I've seen an interesting pattern in RPM packaging. The main library package will include the shared library itself:


The -devel package will provide headers and a symlink:

/usr/lib64/libavcodec.so -> /usr/lib64/libavcodec.so.54

Why is the libavcodec.so symlink provided by the devel package and not just included with the shared library package? What about the symlink has anything to do with something a developer would want? The headers make sense, but why the symlink to the shared object?


Software from the distribution is mechanically linked consistently, and expects to find libavcodec.so.54, so the unversioned name isn't required for any of the pre-built packages.

If you're building software yourself, however, it's common to use -lavcodec or similar, which will find libavcodec.so unversioned. Similarly, build scripts may expect these names to exist.

The unversioned names aren't required for the distribution packages, so they're not included by default, but as they're useful when building other software they're included in the -devel package. Other distributions make different delineations and include the .so link in the main package; both are reasonable choices.


There are different ways to handle that, but, in the main, it wouldn't need handling if you didn't use automated package management. In fact most of the work done by automated package managers is done just to correct problems caused by automated package management. That isn't intended to mean that there isn't any value in package managers, just that the value added is costly in terms of necessary overcorrection after the fact.

When you settle on a package-management method you kind of lock yourself in. You give control of your rootfs over to some schema or another, and its eccentricities are something you just have to accept from that point on, because thereafter any one file might be codependent on any other file and the only way to know is to unravel the whole web until you can see the bottom.
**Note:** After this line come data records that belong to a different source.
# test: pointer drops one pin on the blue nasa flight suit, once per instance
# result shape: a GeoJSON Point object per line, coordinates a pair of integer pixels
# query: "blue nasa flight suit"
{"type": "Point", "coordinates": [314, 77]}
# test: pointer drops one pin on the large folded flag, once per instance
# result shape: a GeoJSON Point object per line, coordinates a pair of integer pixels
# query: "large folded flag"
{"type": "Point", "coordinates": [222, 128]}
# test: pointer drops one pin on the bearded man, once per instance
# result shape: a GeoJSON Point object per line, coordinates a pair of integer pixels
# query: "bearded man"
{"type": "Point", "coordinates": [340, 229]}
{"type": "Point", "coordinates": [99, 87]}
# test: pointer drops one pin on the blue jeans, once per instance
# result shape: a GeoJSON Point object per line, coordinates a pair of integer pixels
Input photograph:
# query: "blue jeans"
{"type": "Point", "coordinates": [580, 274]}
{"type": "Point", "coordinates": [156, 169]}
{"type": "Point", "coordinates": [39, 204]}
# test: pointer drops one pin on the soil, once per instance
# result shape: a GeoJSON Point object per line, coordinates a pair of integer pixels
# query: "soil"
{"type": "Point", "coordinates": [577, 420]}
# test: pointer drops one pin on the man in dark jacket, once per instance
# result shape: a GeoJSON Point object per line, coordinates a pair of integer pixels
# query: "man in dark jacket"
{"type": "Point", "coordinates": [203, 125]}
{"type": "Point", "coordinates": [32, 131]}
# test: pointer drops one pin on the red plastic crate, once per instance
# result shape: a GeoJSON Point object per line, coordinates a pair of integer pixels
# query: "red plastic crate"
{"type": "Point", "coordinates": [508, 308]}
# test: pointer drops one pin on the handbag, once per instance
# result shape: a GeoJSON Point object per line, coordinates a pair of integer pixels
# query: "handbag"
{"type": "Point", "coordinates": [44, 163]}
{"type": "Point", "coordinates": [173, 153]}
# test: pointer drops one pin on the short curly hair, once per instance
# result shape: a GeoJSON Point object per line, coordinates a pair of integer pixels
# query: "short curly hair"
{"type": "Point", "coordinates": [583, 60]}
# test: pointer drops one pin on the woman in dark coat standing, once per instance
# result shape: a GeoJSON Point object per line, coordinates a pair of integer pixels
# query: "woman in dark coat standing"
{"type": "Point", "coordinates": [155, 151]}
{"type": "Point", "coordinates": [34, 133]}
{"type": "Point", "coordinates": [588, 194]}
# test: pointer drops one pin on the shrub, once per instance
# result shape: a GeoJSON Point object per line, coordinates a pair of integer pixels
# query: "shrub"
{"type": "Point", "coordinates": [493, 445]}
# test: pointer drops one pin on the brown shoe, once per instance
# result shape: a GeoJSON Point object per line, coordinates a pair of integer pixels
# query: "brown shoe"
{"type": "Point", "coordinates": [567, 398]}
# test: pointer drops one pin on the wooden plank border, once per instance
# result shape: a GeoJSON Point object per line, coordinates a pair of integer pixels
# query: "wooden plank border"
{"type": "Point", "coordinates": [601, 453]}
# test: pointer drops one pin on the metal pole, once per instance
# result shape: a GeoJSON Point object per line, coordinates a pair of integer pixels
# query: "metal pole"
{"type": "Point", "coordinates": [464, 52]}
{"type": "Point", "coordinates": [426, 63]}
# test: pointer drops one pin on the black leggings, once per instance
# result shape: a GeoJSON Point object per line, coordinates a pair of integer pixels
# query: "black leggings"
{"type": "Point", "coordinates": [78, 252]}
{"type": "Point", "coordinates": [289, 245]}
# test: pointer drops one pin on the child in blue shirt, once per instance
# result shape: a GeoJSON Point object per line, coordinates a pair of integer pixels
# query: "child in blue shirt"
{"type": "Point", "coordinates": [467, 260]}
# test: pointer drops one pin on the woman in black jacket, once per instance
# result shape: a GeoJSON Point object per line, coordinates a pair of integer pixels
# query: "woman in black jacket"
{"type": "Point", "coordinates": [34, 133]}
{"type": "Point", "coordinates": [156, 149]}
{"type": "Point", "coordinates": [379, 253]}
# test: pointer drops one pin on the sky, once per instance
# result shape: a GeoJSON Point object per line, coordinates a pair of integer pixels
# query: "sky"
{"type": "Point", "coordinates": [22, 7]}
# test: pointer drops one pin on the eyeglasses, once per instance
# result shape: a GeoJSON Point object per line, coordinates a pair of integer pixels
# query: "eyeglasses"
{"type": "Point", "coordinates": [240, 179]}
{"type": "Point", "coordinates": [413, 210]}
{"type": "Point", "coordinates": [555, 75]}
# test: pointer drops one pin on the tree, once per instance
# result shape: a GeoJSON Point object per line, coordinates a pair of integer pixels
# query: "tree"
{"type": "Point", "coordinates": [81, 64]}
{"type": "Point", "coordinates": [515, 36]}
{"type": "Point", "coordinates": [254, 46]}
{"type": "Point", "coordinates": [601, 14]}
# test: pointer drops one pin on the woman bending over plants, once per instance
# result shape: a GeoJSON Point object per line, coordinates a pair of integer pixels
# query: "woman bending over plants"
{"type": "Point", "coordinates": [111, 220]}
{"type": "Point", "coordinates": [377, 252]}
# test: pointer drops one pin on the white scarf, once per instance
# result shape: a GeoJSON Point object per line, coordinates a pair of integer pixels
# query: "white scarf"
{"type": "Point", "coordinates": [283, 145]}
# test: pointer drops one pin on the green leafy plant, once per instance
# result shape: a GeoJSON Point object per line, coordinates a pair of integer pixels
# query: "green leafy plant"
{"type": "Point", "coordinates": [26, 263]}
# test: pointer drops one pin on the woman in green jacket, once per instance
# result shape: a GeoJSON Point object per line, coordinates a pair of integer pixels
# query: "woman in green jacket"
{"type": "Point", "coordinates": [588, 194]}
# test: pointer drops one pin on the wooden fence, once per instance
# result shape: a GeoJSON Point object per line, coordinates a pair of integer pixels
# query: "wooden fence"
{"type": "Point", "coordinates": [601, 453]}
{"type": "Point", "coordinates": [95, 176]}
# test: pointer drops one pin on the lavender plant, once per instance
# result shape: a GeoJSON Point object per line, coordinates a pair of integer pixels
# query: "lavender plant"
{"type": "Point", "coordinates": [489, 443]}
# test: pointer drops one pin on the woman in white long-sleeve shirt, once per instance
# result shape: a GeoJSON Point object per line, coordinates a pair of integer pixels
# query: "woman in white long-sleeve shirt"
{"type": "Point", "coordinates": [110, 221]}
The package managers weave the web in, among, and atop the dynamically-linked library threads. Package-management solutions typically rely very heavily on dynamic linking - it makes it easier for the package-managers to version control if a whole suite of applications can source the same lib. And so where package managers mostly differ is in their various strategies for handling dynamic library versioning - especially in an FHS environment because the root tree is really the only other major variable piece of the puzzle. You have pointed out one of these typical of apt-based schemas.